National analysts have also pointed out that people underestimate what Bates can do in the passing game. Todd McShay even said that "he catches the ball as well as any tight end in this class not named [Kyle] Pitts," when Washington drafted. Riddle believes a lot of that comes from his previous athletic experience, which includes basketball as well as track and field.

"He'll make big plays in crowds," Riddle said. "It's just the understanding of, 'Hey, man, if it's close to you, go get it. It's your ball.'"

But Riddle doesn't see Bates and Pitts in the same category. Instead, he sees his former player fitting a similar mold as George Kittle, meaning he is a "do-it-all" type who isn't just a pass-catcher or a blocker. In actuality, he's a little bit of both.

"He's definitely a guy that wants to be on the field and wants to contribute any way he can," Riddle said. "He's a guy that just loves to be on a field playing."

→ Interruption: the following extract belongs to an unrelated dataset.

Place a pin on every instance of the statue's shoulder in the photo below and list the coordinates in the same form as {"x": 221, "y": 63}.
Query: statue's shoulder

Bates might be the player whose stats pop off the box score, but that doesn't mean he lacks value. Sometimes an offense needs a player like him who is willing to do whatever is needed, even if it doesn't mean getting the attention.

Other people might not notice that, but his coaches and teammates certainly will.

"It's just that hardworking, blue collar mentality," Riddle said. "You do what's required of you, and he's got that. Sometimes that might affect his production in terms of statistics, but I don't feel like it ever affects his production in terms of what the team needs."